The Year That Was Twenty Eleven

On Love
I learned your boyfriend doesn't need to fill every existential void you have and putting him up to that task is like waiting for failure. No one person can do that. It's a culminate effort of yourself, your family, your friends, your job and him. But not him alone. I believe too many relationships especially marriages end in divorce because people say "I fell out of love" but a marriage isn't metaphysics, it's more of a partnership; Two people willing and able to commit to a union of their lives. And that's what I have. I have him, who's always been my constant.

On Travel
Ah Paris, my love. I hate that you're also everyone else's love, because I feel unoriginal but Paris is truly beautiful.

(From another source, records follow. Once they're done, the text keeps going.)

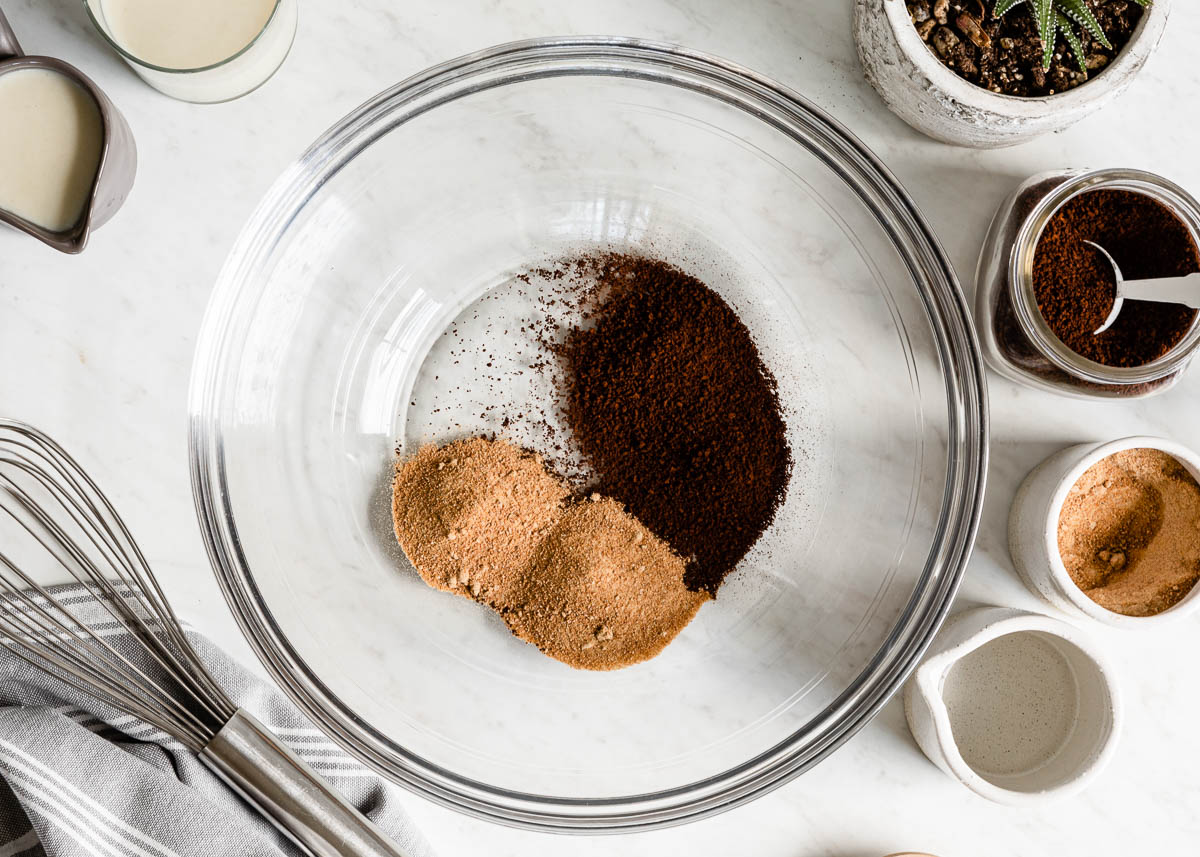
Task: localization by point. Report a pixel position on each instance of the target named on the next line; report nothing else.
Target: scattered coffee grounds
(1129, 532)
(1003, 54)
(672, 406)
(1075, 288)
(579, 577)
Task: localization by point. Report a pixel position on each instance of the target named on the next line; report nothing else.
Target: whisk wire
(64, 513)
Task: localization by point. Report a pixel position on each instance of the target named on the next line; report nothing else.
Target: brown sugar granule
(1074, 285)
(1129, 532)
(672, 406)
(580, 579)
(603, 592)
(469, 511)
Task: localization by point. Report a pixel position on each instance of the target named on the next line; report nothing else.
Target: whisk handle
(247, 756)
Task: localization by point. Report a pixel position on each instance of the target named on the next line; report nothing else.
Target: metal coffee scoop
(118, 157)
(1185, 291)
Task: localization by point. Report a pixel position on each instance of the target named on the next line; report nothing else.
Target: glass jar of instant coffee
(1017, 339)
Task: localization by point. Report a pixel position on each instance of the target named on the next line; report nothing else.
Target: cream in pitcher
(49, 148)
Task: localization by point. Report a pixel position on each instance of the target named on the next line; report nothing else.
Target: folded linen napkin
(81, 779)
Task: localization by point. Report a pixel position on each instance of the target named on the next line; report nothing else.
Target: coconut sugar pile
(581, 579)
(1129, 532)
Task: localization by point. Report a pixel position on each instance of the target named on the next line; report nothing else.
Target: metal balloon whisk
(54, 516)
(49, 498)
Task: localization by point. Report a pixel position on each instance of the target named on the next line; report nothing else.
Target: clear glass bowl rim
(954, 336)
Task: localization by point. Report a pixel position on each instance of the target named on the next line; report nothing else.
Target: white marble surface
(97, 351)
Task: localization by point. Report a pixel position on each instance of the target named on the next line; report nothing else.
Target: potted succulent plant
(995, 72)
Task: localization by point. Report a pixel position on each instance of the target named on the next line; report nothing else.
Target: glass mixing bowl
(325, 346)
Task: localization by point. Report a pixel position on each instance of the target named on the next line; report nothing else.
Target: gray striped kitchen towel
(78, 778)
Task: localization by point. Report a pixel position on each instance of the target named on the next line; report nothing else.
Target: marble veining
(97, 351)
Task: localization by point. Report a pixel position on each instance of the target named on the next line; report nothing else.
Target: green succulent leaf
(1079, 12)
(1068, 31)
(1043, 15)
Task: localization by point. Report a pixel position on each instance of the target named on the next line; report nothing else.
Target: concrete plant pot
(937, 102)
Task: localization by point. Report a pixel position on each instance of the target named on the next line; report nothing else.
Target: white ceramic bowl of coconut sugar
(1019, 707)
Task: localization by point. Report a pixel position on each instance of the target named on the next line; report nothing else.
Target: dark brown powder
(1075, 288)
(671, 403)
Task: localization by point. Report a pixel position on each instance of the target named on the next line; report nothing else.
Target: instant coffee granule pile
(580, 579)
(671, 405)
(1129, 532)
(1075, 288)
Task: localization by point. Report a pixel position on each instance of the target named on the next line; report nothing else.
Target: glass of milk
(202, 51)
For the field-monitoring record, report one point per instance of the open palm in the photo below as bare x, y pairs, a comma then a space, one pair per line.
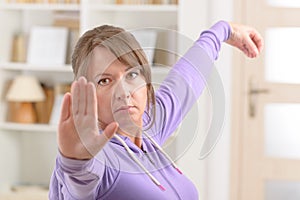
78, 133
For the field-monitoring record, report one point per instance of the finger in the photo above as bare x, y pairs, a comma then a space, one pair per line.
257, 39
82, 96
65, 107
252, 49
75, 95
91, 100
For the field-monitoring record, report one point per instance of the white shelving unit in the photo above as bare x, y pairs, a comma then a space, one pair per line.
28, 151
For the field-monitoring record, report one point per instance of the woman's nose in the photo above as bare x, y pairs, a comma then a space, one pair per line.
122, 91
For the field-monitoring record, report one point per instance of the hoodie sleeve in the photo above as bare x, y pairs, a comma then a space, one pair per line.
187, 80
74, 179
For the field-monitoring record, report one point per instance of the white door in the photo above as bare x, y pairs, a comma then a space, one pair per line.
266, 117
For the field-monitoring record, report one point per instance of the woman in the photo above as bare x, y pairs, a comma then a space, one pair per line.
113, 95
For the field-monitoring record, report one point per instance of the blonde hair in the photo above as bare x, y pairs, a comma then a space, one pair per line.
122, 44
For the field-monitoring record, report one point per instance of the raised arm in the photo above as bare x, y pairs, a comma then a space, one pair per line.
187, 79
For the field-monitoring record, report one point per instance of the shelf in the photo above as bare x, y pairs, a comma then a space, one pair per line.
135, 8
39, 6
10, 66
29, 67
28, 127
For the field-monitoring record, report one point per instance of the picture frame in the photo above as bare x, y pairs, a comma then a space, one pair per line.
47, 45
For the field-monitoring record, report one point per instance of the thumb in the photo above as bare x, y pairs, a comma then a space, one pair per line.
110, 130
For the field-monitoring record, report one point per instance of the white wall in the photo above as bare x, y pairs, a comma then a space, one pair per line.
211, 175
219, 161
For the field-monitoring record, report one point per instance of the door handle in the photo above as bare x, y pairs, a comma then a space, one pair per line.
253, 93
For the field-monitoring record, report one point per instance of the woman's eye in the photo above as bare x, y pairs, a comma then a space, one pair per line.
133, 74
104, 81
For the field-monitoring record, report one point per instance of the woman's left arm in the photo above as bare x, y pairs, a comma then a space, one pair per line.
187, 79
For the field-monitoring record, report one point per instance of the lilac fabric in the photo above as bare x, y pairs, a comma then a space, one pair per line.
112, 174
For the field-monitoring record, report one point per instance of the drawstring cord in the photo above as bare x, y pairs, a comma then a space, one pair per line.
139, 163
130, 152
162, 151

My favourite day of the entire trip was walking around by myself in the Paris morn. The first half of this year was a bit unremarkable as I spent most of it counting down to my Europe trip. I loved the people I got to share this experience with, and how malleable we all were to each of our interests. I thoroughly enjoyed 5 star living and 10EUR orange juice, but I think I'm very ready to slum it with a backpack in 2012.

On Work
I'm getting ready to move on. I want to move on. I resigned from Saturday work saying "If i had a boring life, I'd work for you forever but I don't have a boring life!" (They're great bosses) Now she says I can start at 10am so I can go out on Friday night and sleep in a little. But I need to be firm.

On Friendship
I lost my girl best friend to something bigger, but I still message/skype just as often. Sometimes I wish I could go in and take those opportunities that she doesn't and live her life for her but I can't. She's done more than anyone ever anticipated in 2011 and here's where I give utmost credit. Sorry Louise, for always getting frustrated when you don't say yes to new things, but you've truly done an amazing thing to go out on a limb by yourself in London. Think less, say yes, don't guard yourself, and we will deal with whatever happens. Only then will life be spectacular.  Friends closer at hand have big futures ahead, marriages, new jobs, new life even? I can't wait to be a part of it!

On Family
Family has been a bit depressing, and you know when you finally out-grow your parents, because they no longer support anything you want to do. That's where I am.

On 2012
I don't feel fully in control of 2012. Like it's about to take off, but maybe it won't yet. Surprises or constants? But I can't complain because the constant is still good. Except I need to move out. Watch this space!